Written while Natalia Ginsburg was away from her family, and homesick for them, this lovely autobiographical novel, mainly composed of dialogue, builds layer by layer through repetition and pattern, a portrait of that family, their repeated phrases, the ties of affection and exasperation that bind them together. It is set against the rise of fascism in Italy through the 1920s and 30s, and the Levis, both Jewish and anti-fascist will have to ensure that their own family lexicon survives.

Poems to Live Your Life By

Poems to Live Your Life By

Chris Riddell, political cartoonist for the Observer, and prolific illustrator and writer of marvellous children’s books, has made a selection of his favourite classic and modern poems about ‘life, death and everything in between’. Exquisitely illustrated, this an absolutely beautiful book and the forty-six poems in this anthology have clearly been selected with great love.
Yeats and Christina Rossetti accompany poems from Nick Cave, Leonard Cohen, Carol Ann Duffy, Neil Gaiman and Roger McGough to create a very special collection.

Evening in Paradise

Evening in Paradise

Lucia Berlin’s collection of short stories, A Manual for Cleaning Women was published posthumously to great acclaim, and Evening in Paradise is a follow-up selection from Berlin’s remaining stories.
The stories are loosely autobiographical, arranged chronologically to follow the arc of Berlin’s life, and take us from a pair of seven year olds running a scam in El Paso, through the beauty and disillusionment of a young girl’s first romantic liaison, to young wives coping with kids, their husband’s addiction, abandonment, to a furious old woman on the roof of her own house while her family try to celebrate Christmas. Savage, funny, shocking and beautiful, they present some unforgettable images – the iridescent, sulphurous smoke of the smelter in a mining town, the yellow aromo blossom sticking to a couple’s skin – in concise writing that brings the reader up short with its power. The dark thread of alcoholism runs through many of the stories as well as the brighter threads of love, romantic and maternal, and of beauty found in the most unlikely places. Outstanding.

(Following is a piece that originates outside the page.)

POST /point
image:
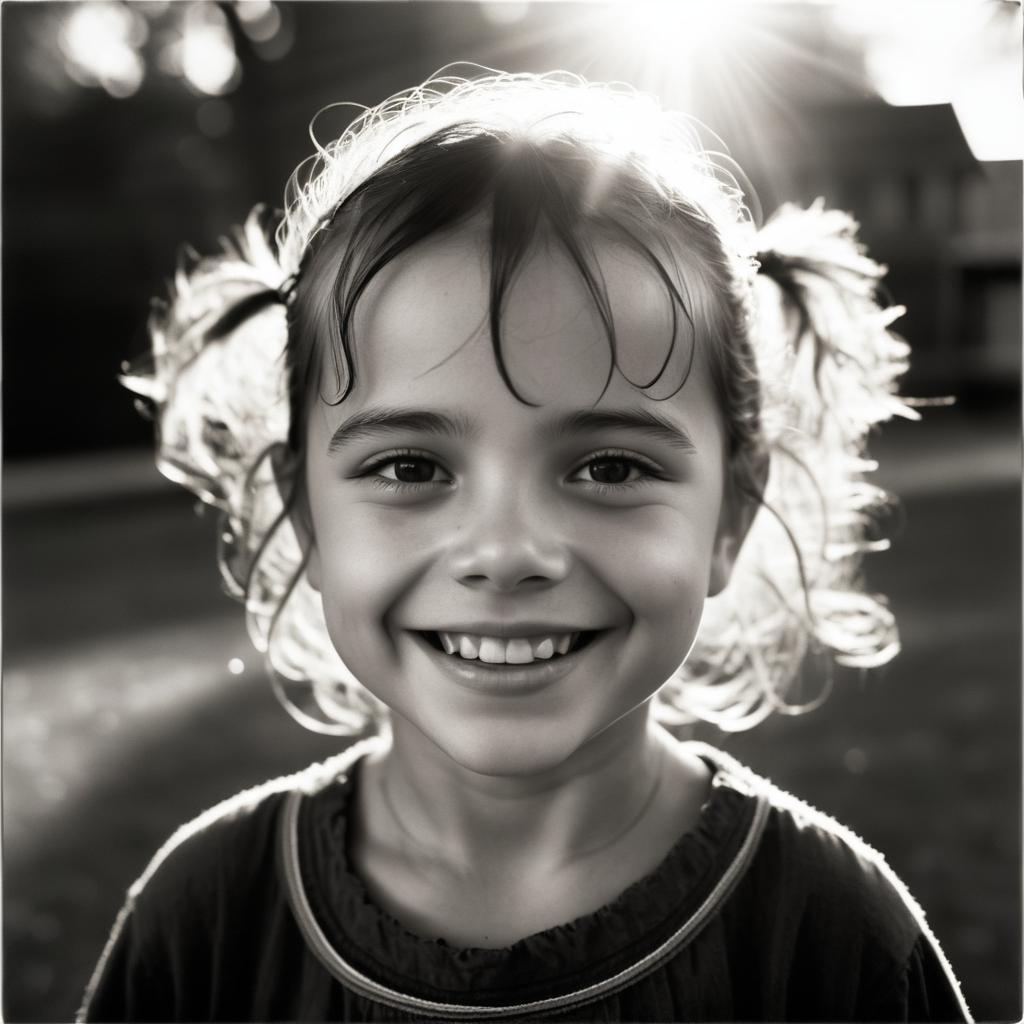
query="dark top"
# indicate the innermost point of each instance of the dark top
(766, 910)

A Muddy Trench: A Sniper’s Bullet

A Muddy Trench: A Sniper’s Bullet

When Rosie and Robert Stewart’s mother died, they had to sort through the contents of her packed house. The last box in the attic, hastily emptied into plastic bags before the house clearance men came, proved to be a treasure trove, and a forgotten history. Hamish Mann had been their great uncle, unknown to them except as a single faded photo from their childhoods. The box was stuffed the brim with papers which contained Hamish’s brief life as an aspiring writer and soldier, before he died in the Battle of Arras in 1917.

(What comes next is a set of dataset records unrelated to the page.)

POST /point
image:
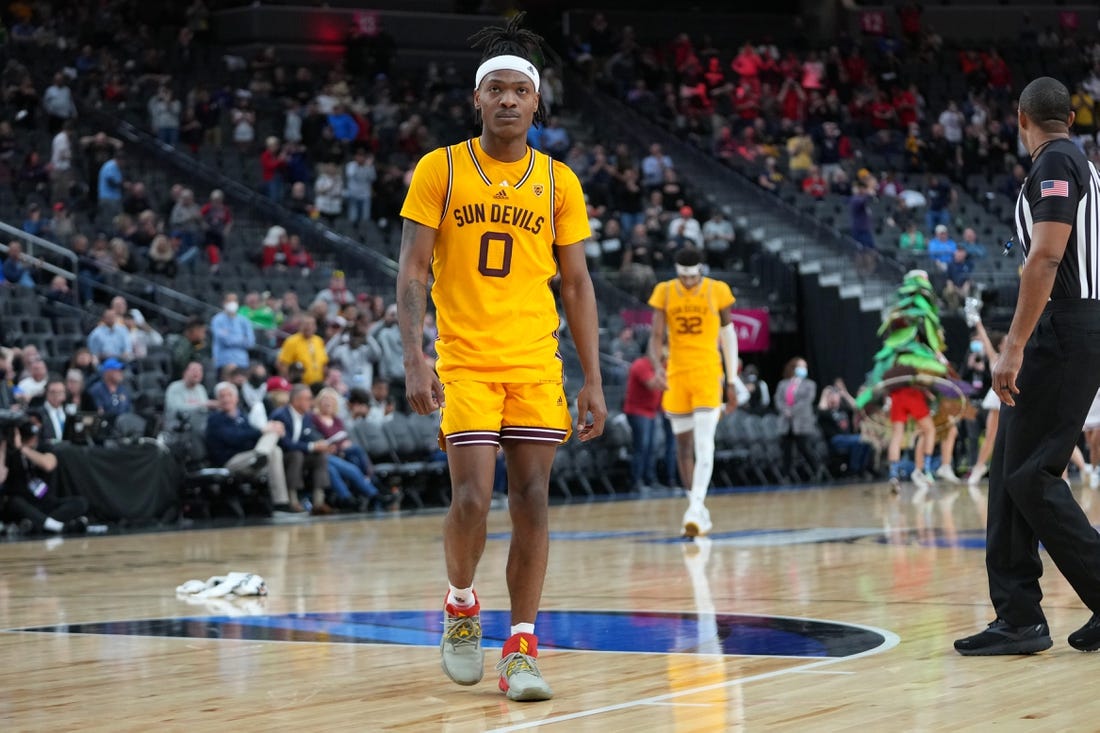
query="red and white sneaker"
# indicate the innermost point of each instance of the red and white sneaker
(462, 656)
(520, 678)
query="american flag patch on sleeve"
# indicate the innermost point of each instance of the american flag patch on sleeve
(1054, 188)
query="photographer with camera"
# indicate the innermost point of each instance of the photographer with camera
(25, 472)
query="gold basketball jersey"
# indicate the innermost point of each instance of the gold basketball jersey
(497, 225)
(693, 323)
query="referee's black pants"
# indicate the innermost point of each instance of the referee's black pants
(1029, 502)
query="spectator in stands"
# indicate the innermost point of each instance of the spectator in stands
(328, 193)
(110, 187)
(306, 349)
(382, 406)
(218, 220)
(246, 450)
(814, 185)
(186, 221)
(337, 295)
(164, 111)
(297, 256)
(640, 405)
(718, 238)
(360, 175)
(57, 102)
(759, 400)
(800, 150)
(794, 400)
(25, 467)
(34, 384)
(232, 335)
(35, 225)
(186, 401)
(942, 247)
(836, 417)
(771, 177)
(18, 267)
(859, 215)
(941, 197)
(76, 397)
(653, 167)
(959, 273)
(392, 363)
(304, 448)
(53, 412)
(110, 338)
(912, 239)
(59, 294)
(85, 362)
(348, 463)
(110, 393)
(142, 334)
(974, 249)
(136, 199)
(162, 258)
(684, 230)
(355, 351)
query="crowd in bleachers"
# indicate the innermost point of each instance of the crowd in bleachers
(909, 145)
(884, 137)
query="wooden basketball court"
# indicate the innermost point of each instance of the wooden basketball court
(826, 609)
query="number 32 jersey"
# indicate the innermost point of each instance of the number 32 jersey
(693, 323)
(497, 225)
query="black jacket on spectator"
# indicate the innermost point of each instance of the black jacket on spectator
(228, 435)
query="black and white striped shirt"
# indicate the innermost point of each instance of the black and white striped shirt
(1064, 186)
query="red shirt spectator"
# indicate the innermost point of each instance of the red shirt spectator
(271, 163)
(747, 63)
(814, 184)
(792, 101)
(1000, 75)
(640, 398)
(882, 112)
(746, 102)
(904, 104)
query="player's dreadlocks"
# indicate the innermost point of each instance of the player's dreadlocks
(516, 41)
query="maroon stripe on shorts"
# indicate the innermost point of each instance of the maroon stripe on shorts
(474, 438)
(535, 435)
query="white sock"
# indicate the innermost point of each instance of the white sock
(461, 598)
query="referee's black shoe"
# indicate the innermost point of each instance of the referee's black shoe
(1001, 638)
(1087, 638)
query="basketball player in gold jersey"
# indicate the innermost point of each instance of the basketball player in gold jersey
(694, 312)
(493, 221)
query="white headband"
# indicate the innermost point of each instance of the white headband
(507, 63)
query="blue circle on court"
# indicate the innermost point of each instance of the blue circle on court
(644, 632)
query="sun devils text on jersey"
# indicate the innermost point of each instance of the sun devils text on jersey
(497, 226)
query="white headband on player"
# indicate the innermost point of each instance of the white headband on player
(507, 63)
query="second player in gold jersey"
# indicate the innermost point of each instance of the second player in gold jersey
(693, 312)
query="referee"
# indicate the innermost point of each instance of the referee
(1046, 376)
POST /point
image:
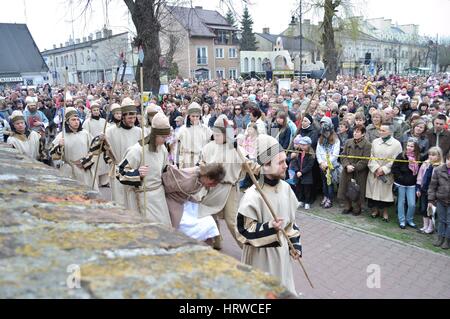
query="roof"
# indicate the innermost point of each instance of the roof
(200, 22)
(79, 45)
(289, 43)
(19, 53)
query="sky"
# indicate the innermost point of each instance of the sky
(50, 21)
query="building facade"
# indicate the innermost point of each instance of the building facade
(21, 62)
(388, 47)
(205, 46)
(91, 59)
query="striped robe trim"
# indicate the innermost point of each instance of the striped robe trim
(256, 234)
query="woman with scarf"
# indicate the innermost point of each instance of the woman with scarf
(327, 156)
(435, 159)
(405, 178)
(380, 179)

The Stewarts enlisted the help of Steyning author Jacquie Buttriss to bring Hamish’s story to the wider public, and she has painstakingly pieced together his life, and with his own vivid accounts and poignant poems, has created a fascinating insight into life in the trenches and Hamish’s journey from teenage patriotic fervour, to the sadder, more fearful, wiser young man he became in two short years. A timely reminder of the horrors of war.